Including people in your photos in this way is much more beneficial for storytelling and sometimes offers additional insights, like a sense of scale. Ever seen a person underneath a huge waterfall or in front of a pyramid? It helps illustrate how mindbogglingly huge some things are, and it’s really not necessary that the person is looking into the camera and smiling.

Staring in awe at the majestic waterfall with mouth agape tells me much more than a forced pose staring into the camera.

In rare exceptions I will simply see a shot where I feel a person will bring something extra to it even posed. It may be a beautiful portrait of your family lit by last rays of sunset, your spouse inside an interesting building, your friend on a forest path or your kid in front of a piece of street art. I just go by feeling and it’s perfectly fine as long as you don’t force it every time.

Finally, if you’re shooting your family, allow for some interaction between them instead of having them say ‘Cheese!’ every time. A good trick is to pretend you’re fiddling with settings so they get back into their usual routine (kids being kids, for example) and then snap a surprising candid shot. Photos where people are being themselves are much more valuable then posed photos 20 years down the line.

Including yourself into photos

Selfie sticks are soooo yesterday! I say that tongue-in-cheek, but the fact is that with selfie stick you always get the same basic shot — same people, same framing, usually same pose and smiles — only backgrounds change.

Selfie sticks are great for shooting people, but where most people go wrong is when they themselves become a constant foreground in each and every shot.

Asking strangers to shoot you is slightly better, but you’re basically putting everything into hands of random people you find on the street who probably just want to get the shot over with and get on with their lives. Not a good recipe for beautiful photos.

The best results will require most effort, like everything in life, and that’s a tripod for your phone or camera. Phone tripods fit in your pocket (I carry a credit card sized one in my wallet!) and ultra-small tripods with bendable legs will be enough to support most cameras, even smaller DSLRs. Many of them cost next to nothing and they’re small and light so you’ll never notice them until they’re needed!
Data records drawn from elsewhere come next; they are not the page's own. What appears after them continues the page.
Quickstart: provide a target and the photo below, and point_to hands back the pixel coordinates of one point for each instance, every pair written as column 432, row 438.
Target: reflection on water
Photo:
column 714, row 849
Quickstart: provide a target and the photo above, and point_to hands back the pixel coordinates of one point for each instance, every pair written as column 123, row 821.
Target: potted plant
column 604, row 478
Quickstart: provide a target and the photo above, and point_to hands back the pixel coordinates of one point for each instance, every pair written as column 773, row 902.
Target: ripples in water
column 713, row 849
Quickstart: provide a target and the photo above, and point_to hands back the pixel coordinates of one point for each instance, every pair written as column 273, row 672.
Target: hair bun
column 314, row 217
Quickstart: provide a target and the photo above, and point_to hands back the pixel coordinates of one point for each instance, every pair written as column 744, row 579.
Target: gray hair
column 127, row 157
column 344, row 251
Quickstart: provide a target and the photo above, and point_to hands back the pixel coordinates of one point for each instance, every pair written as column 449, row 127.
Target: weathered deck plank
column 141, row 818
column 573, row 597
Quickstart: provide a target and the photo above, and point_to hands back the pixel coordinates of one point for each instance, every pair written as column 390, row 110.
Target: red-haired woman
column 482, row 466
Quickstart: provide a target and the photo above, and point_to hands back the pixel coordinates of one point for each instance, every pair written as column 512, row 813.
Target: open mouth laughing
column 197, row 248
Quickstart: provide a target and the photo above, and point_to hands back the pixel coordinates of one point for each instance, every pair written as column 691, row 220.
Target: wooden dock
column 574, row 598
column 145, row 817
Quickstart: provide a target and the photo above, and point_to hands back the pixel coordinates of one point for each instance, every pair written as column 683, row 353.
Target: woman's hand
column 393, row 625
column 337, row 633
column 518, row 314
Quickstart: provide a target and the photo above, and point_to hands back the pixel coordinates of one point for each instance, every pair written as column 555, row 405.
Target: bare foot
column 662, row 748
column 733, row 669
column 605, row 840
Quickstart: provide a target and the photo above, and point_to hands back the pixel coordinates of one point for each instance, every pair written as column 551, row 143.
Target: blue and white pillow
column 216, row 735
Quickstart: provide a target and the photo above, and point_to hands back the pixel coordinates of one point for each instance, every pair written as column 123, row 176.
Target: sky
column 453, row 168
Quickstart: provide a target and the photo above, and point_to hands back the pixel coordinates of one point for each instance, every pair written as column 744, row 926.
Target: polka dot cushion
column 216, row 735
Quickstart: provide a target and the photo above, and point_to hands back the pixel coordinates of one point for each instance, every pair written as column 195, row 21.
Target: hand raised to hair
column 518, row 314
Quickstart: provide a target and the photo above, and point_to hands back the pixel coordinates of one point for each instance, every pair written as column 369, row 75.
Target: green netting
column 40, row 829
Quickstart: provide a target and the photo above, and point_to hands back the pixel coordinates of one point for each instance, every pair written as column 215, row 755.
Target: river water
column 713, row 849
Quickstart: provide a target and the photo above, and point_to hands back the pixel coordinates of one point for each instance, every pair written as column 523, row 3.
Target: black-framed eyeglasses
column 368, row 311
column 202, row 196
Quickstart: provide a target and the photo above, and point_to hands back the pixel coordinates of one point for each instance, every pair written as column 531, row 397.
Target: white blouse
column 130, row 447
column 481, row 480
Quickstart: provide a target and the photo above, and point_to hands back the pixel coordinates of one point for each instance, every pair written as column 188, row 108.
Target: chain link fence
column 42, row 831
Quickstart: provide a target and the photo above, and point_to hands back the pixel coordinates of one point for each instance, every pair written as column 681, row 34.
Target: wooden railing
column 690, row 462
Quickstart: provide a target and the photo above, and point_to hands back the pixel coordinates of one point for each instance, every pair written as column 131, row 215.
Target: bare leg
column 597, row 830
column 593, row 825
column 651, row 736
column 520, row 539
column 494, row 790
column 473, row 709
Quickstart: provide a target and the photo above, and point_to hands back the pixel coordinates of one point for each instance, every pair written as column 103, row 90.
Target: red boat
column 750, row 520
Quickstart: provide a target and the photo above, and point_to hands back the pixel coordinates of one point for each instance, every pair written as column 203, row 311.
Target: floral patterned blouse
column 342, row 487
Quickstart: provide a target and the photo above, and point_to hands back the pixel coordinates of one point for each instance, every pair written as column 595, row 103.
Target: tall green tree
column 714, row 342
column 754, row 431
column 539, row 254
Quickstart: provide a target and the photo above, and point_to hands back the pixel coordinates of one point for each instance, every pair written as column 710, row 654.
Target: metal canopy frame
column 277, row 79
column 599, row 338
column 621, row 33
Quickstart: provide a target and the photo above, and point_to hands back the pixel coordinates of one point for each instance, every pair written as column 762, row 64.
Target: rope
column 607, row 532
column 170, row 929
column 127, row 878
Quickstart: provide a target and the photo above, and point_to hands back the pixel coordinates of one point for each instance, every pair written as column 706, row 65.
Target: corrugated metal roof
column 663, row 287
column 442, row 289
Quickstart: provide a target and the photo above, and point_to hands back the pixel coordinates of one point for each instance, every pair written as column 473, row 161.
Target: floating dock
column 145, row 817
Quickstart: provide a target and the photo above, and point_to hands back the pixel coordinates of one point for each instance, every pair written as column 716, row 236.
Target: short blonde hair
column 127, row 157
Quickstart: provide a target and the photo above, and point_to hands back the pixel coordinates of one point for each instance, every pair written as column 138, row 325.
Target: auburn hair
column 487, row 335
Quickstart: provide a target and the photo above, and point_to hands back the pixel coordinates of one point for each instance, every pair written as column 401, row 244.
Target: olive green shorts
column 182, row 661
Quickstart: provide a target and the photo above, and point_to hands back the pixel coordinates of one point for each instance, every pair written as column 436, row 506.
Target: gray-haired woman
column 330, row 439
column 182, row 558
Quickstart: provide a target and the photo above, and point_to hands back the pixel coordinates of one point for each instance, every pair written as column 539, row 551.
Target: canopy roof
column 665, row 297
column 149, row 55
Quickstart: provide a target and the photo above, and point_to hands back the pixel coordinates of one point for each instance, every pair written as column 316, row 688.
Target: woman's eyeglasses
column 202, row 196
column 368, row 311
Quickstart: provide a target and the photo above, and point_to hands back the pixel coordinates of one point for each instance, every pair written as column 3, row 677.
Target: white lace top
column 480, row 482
The dream scenario is one of the many bluetooth or WiFi enabled cameras on a small tripod with accompanying app that will let you see the shot in real time, pick your focus and snap as many shots as you wish, with yourself included. No timers and no running back to pose. Instead you get a predictable framing, reliable focus and instant image review.

Including strangers in your travel photos

Street photographers capturing people have different approaches, depending on what they want to do with those photos later on.

If you’re shooting strictly for yourself and have no commercial use in mind (like selling stock photos), in most countries it’s perfectly legal to shoot a stranger on a public place without explicit consent. (You may want to verify this for more exotic countries, though)

How people may react to that usually depends on the size of your camera. We’ve all been almost completely desensitized to people snapping photos with their phones and this is exactly what you’ll find travelling around. However, take a big black DSLR with huge lens out of your bag and people will start taking notice.

One approach to fix this is approaching people and asking for permission, but this will almost certainly ruin the moment.

My approach is using common sense and good manners. If a person looks unthreatening, I will often smile, point my camera and click, doing it slow enough so the person can look away if (s)he doesn’t want to be photographed, but quick enough not to ruin the moment if (s)he’s okay with it.

Phones, compact and mirrorless cameras have an advantage here because they allow use of the screen to frame and take the shot, which means your face is not completely covered with the camera (as when looking through the viewfinder). This makes it easier to smile, establish eye-contact and rapport with your subject, even for just a few seconds.